I noticed that it happens with some of the routers at the places I visit, and doesn't happen (to the level of no problem at all) with some others. I can't characterize the pattern more, I just know that I had the problem at 3 out of the last 5 places where I spent long periods of time recently.

I also tried:
- Replacing the wireless adapter built in in the laptop, by plugging an outer adapter via USB and using it instead. Surprisingly it did not help, and I tried two completely different USB adapters.
- Completely uninstalling the driver of the wireless adapter of the laptop, and installing the latest from the manufacturers site.
- Disabling all the other network adapters in the computer (like the LAN, and some virtual ones)

So I'm in a tricky situation.
It doesn't seem to a problem with the adapter, because I replaced it and had the problem still.
It doesn't seem to a problem with the router or the internet connection between the router and the ISP, because the problem occures in a very similar way at different places I visit.

So it seems to be somehow a problems with something else in the computer.
And I'm clue less what can it be

Please help.
I'm willing to supply more information if you point at something specific that you need

---

The computer:
Lenovo ideapad, G510
CPU intel i7 quad
16gb DDR3 RAM
256 SSD drive

Broadcom pciexress half mini card, b/g/n wireless adapter

It came with an OS installed by the store rather than Lenovo itself. That is because I chose windows 7. So they sold me a laptop with no Lenovo-preinstalled os, and installed a legal copy of windows 7 home premium, by themselves.
 

Emulex

Diamond Member
Jan 28, 2001
9,759
1
71
I have had the same laptop, the built in power management would defeat the drivers ability to maintain high power.

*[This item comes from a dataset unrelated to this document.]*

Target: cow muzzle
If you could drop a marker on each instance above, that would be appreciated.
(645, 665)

It would come out as a drop in MBPS connect rate after a period of idle time. down to 1mbps and then LOS of wifi.

I could not remove the power management driver from lenovo's bundle of mess drivers! Ended up ditching that G510 pos.

It is effected by battery/AC adapter and time of idle, reducing bitrate to reduce power drain based on some sort of Lenovo witchcraft!
 

shealtiel

Junior Member
Jun 28, 2014
10
0
0
I have had the same laptop, the built in power management would defeat the drivers ability to maintain high power. It would come out as a drop in MBPS connect rate after a period of idle time. down to 1mbps and then LOS of wifi.

I could not remove the power management driver from lenovo's bundle of mess drivers! Ended up ditching that G510 pos.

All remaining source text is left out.